Haushaltsrede von Guenter Hofmann bei GR-Sitzung am 21.03.2016


Haushalt 2016


Sehr geehrter Herr BM Bernhard,
verehrte Damen und Herren der Verwaltung,
liebe Ratskolleginnen-und Kollegen,
sehr geehrte Bürgerinnen und Bürger,

ein bewegtes Jahr liegt hinter uns. Festzustellen ist, dass seit der Neubesetzung der Verwaltungsspitze die Sitzungsvorlagen in sehr klarer,
deutlicher und aussagekräftiger Darstellung zugehen. Die Beratungen in sämtlichen Gremien, besonders in den Gemeinderatssitzungen erleben wir
als aufschlussreich, konstruktiv und zielführend, auch dann , wenn unterschiedliche Meinungsbildungen vorherrschen.

Rückblickend wurden wir mit vielen Neuerungen und Veränderungen konfrontiert. Als besonders einschneidend ist hierbei die Umstellung des Haushalts
von Kameralistik auf Doppik zu nennen.

Das neue kommunale Haushalts- und Rechnungswesen bietet Bürgerinnen und Bürgern, aber auch der Verwaltung und dem Gemeinderat mehr Transparenz.
Es ermöglicht eine komplette Abbildung des Ressourcenaufkommens und des Ressourcenverbrauchs und damit ein vollständiges Bild über
die tatsächliche Vermögens-, Ertrags- und Finanzlage der Gemeinde. Zudem wird mit diesem Instrument der intergenerativen Gerechtigkeit Rechnung getragen.

Die Umstellung machte erstmals in vollem Umfang deutlich, wie dringend notwendig es für die Gemeinde ist, absolute "Pflicht geht vor Kür" walten zu lassen.
Dieses Wort unseres BM Herrn Bernhard, das seit seinem Amtsantritt immer wieder zu hören war und das für die LLT seit Jahren Gültigkeit hat.

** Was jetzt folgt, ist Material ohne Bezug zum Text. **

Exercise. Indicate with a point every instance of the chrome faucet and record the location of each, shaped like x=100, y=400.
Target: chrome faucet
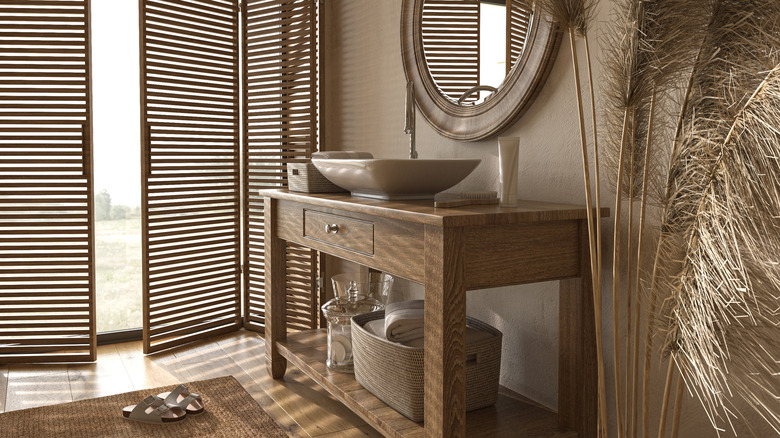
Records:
x=409, y=119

Der erste vorläufige Ausdruck des Haushalts 2016 hat allen im Ratsgremium die Augen geöffnet und deutlich gemacht, welchen Stellenwert
die vorgenannte Aussage "Pflicht geht vor Kür" bei künftigen Beratungen und Entscheidungen einnimmt.

Zwei kurz aufeinander folgende Sitzungen mussten für die Vorberatung des Haushalts 2016 einberufen werden. Bei der Beratung wurden sämtliche
Positionen auf Notwendigkeit und Dringlichkeit geprüft. Die Erstellung eines genehmigungsfähigen Haushalts konnte nur dadurch erreicht werden,
dass mehrere Vorhaben in Millionenhöhen gestrichen, bzw. in künftige Jahre verschoben wurden.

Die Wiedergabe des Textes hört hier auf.